Initially, WHO did not recognize that the H1N1 virus circulating in 2013-2014 was distinct compared to the H1N1 vaccine strain. Part of the reason for this oversight is because WHO relies on data from ferrets never exposed to the flu virus to determine if new viral mutations are important. In previous work, Hensley and colleagues found that ferrets mount different antibody responses compared to most humans because ferrets used for these studies live in captivity and have never been exposed to flu viruses in the past.
According to WHO, upcoming flu vaccines will contain the updated H1N1 component so that the vaccine will work effectively in individuals of all ages.

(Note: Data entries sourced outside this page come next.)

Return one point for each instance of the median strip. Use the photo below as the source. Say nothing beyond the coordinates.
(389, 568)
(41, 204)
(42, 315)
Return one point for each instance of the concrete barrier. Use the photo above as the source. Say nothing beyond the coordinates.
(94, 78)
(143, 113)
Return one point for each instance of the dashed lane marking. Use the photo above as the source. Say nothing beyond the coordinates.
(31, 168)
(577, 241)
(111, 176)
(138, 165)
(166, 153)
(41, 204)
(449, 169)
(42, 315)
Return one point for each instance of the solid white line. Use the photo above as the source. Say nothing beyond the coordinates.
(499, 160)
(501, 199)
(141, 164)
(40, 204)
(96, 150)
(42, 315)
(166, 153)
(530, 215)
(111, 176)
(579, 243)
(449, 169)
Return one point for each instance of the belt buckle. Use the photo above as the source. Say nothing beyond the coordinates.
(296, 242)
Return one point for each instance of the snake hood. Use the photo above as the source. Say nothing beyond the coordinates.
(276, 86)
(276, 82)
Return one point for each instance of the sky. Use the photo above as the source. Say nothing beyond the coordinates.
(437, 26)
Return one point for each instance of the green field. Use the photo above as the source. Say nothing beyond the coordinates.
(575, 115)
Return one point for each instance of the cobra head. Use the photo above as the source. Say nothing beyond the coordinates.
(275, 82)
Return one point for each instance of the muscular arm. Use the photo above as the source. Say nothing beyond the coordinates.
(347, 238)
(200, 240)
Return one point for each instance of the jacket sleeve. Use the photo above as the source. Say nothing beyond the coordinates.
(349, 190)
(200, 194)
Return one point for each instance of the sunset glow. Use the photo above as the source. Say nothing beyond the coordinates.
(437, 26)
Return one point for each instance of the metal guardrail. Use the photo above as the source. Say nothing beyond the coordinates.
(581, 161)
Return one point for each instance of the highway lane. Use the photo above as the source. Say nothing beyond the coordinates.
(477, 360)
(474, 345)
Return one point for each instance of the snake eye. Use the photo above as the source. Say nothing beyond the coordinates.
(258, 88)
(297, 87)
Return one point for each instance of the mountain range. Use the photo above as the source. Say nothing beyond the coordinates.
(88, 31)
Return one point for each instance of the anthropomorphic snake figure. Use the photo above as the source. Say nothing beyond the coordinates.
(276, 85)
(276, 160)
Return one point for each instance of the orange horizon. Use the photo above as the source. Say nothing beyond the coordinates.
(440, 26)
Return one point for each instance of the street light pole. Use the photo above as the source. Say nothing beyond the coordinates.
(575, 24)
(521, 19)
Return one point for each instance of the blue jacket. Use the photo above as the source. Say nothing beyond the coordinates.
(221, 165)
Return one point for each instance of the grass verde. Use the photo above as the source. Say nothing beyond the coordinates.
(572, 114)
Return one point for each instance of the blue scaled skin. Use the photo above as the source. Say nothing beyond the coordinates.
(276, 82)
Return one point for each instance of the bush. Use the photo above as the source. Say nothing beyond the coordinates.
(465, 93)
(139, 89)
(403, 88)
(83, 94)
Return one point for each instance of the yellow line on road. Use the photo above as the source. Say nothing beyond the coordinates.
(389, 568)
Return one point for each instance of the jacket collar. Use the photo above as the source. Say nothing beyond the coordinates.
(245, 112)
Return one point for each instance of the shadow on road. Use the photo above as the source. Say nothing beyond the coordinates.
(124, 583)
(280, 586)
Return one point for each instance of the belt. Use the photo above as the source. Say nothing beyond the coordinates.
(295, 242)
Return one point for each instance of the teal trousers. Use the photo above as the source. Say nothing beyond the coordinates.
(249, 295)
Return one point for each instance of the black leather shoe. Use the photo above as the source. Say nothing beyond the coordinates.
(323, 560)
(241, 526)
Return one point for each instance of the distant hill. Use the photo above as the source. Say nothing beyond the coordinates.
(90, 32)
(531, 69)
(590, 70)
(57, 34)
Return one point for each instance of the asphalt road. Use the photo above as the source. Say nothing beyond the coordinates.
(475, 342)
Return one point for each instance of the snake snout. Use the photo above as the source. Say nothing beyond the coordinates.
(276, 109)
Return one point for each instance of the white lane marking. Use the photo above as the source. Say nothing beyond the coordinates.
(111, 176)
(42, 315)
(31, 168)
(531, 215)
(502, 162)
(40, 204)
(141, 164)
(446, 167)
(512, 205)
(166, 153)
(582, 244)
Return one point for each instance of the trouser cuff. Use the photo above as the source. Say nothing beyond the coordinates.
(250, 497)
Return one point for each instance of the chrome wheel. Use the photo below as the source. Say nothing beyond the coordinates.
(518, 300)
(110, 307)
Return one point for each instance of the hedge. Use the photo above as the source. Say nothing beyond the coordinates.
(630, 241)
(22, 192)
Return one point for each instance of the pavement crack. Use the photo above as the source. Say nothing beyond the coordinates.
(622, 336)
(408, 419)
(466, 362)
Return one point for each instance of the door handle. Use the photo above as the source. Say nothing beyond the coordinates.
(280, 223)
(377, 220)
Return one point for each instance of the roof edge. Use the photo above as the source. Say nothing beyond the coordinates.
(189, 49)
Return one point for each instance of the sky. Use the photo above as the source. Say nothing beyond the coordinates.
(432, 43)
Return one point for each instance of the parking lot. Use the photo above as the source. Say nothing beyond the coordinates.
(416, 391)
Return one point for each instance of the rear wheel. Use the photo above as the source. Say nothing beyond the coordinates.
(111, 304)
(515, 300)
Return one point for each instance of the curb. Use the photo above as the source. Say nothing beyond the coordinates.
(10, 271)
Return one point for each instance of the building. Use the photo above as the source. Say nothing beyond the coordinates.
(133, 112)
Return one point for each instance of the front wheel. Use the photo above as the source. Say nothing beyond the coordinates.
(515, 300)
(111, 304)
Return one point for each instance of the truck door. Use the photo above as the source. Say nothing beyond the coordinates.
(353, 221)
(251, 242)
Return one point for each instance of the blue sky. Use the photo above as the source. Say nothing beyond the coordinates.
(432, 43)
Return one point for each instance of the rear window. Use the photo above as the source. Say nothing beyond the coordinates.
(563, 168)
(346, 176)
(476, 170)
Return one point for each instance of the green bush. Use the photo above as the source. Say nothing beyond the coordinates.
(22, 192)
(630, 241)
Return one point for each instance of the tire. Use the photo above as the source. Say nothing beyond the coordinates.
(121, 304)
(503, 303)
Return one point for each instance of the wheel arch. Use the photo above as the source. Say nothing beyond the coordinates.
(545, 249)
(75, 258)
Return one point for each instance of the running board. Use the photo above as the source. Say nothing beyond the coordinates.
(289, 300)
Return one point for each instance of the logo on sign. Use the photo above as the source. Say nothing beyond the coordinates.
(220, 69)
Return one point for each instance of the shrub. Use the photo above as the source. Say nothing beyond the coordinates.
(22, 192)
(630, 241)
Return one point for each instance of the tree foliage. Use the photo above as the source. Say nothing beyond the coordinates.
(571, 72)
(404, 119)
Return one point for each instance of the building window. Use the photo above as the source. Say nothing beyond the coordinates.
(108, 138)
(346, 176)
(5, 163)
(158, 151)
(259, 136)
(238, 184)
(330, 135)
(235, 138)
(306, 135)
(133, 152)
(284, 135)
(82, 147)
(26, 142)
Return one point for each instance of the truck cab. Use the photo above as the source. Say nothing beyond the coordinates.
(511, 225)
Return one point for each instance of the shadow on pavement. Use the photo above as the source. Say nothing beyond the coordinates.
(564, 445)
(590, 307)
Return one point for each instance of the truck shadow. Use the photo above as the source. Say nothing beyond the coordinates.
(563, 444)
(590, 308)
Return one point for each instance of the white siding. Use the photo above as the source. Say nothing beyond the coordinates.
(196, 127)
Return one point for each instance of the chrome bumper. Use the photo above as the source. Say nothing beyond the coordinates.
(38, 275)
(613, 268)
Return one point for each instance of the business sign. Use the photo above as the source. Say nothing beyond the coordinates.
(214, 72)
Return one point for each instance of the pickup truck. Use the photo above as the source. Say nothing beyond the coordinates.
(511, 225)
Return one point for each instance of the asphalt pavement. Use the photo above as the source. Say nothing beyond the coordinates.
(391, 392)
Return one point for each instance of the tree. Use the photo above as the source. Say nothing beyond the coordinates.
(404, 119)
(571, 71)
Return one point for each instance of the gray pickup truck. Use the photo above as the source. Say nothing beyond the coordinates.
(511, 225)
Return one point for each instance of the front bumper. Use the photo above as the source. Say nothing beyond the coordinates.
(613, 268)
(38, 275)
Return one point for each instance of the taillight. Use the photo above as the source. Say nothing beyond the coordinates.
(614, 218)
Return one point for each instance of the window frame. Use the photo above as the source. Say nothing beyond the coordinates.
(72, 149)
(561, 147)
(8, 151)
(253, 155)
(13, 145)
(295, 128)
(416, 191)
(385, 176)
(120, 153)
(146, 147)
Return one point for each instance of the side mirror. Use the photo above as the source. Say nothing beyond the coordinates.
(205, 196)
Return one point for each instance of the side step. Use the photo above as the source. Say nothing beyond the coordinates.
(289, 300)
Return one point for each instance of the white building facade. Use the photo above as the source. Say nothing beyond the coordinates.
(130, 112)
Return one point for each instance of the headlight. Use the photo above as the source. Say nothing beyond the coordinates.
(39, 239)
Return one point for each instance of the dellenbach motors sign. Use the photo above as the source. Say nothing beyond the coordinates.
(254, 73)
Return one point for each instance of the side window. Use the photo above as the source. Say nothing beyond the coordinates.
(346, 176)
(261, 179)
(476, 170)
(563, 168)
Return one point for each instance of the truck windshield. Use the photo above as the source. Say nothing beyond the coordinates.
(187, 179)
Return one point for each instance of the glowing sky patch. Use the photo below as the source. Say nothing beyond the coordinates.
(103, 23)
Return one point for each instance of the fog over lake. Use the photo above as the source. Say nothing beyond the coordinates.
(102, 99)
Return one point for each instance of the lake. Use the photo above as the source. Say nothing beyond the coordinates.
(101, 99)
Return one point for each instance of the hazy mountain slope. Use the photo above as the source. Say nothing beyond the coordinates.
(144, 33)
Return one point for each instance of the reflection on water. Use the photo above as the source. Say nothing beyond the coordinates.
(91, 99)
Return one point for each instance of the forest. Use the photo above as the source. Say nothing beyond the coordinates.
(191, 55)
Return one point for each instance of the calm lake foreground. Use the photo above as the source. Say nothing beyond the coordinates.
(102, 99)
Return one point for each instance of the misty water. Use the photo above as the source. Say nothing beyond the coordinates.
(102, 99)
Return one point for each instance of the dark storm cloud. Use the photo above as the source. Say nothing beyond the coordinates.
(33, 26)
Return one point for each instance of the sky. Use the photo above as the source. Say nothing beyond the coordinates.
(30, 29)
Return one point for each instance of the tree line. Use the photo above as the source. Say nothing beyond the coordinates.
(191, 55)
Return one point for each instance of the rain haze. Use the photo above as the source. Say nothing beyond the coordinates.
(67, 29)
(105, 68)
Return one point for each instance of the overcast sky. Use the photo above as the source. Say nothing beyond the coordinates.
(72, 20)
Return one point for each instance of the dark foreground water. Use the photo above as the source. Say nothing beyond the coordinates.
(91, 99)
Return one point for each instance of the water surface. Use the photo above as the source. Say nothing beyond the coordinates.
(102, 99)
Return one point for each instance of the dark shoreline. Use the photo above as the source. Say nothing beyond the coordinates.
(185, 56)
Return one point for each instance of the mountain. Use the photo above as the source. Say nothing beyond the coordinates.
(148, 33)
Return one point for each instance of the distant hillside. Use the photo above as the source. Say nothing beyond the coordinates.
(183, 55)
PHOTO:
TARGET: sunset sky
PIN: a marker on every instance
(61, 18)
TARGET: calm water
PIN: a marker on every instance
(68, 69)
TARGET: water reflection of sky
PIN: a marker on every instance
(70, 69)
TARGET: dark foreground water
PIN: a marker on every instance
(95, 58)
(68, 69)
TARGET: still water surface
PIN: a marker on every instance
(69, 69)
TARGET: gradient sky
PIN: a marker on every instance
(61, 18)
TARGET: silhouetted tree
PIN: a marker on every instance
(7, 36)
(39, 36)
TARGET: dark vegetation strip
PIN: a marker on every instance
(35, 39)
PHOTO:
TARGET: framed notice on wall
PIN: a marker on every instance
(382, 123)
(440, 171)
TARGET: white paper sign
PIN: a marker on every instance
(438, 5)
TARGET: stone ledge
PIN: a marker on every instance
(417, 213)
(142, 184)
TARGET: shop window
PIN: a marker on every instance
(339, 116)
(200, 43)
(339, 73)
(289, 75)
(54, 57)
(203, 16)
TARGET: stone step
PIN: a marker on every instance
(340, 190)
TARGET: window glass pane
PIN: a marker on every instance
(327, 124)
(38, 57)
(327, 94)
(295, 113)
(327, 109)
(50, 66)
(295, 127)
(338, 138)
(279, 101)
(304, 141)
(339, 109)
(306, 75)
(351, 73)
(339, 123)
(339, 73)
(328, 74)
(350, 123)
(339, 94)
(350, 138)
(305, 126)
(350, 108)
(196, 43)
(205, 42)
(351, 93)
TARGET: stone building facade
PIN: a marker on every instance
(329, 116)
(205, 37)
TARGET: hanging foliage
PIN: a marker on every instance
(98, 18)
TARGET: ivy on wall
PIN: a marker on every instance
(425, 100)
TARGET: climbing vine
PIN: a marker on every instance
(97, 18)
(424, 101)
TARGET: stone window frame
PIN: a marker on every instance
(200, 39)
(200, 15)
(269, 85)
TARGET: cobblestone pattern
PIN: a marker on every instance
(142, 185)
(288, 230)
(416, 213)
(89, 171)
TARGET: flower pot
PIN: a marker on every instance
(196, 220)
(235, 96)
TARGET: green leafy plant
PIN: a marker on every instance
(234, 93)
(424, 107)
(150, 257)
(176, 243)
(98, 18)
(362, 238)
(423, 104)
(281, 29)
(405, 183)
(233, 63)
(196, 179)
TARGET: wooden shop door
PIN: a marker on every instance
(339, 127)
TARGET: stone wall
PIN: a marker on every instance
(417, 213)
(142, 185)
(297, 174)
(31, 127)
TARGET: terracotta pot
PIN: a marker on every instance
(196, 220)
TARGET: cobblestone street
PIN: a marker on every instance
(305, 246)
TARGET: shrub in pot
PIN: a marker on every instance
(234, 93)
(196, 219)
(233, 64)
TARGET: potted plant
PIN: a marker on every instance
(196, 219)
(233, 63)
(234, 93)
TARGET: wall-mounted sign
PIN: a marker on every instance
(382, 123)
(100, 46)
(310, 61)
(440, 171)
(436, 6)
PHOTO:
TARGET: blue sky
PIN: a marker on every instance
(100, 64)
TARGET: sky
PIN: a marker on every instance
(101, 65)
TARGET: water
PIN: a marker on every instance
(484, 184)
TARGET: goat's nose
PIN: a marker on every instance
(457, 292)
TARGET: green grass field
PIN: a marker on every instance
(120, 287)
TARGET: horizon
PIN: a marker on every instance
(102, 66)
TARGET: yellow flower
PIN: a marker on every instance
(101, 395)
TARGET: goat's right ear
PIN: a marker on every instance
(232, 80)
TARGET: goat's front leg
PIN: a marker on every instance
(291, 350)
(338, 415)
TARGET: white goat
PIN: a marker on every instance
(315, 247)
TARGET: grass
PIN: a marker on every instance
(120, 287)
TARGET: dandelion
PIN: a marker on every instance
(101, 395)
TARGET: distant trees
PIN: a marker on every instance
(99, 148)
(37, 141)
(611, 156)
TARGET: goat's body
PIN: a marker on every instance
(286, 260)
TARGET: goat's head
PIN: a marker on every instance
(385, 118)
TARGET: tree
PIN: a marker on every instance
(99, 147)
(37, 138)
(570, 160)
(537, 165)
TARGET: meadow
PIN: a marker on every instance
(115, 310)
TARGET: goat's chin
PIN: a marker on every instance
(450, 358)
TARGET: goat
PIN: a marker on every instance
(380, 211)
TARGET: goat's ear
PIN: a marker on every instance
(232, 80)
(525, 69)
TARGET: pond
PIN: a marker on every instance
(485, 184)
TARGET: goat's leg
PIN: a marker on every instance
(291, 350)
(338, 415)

These changes have already been made for the Southern Hemisphere vaccine and should help for their upcoming flu season, says Hensley, but for the Northern Hemisphere vaccine that most of us have already taken, and does not contain the update, only time will tell regarding the outcome.
Perhaps by applying basic immunological research like that in the Hensley lab, humans may be able to catch up a little to the rapid pace of viral evolution.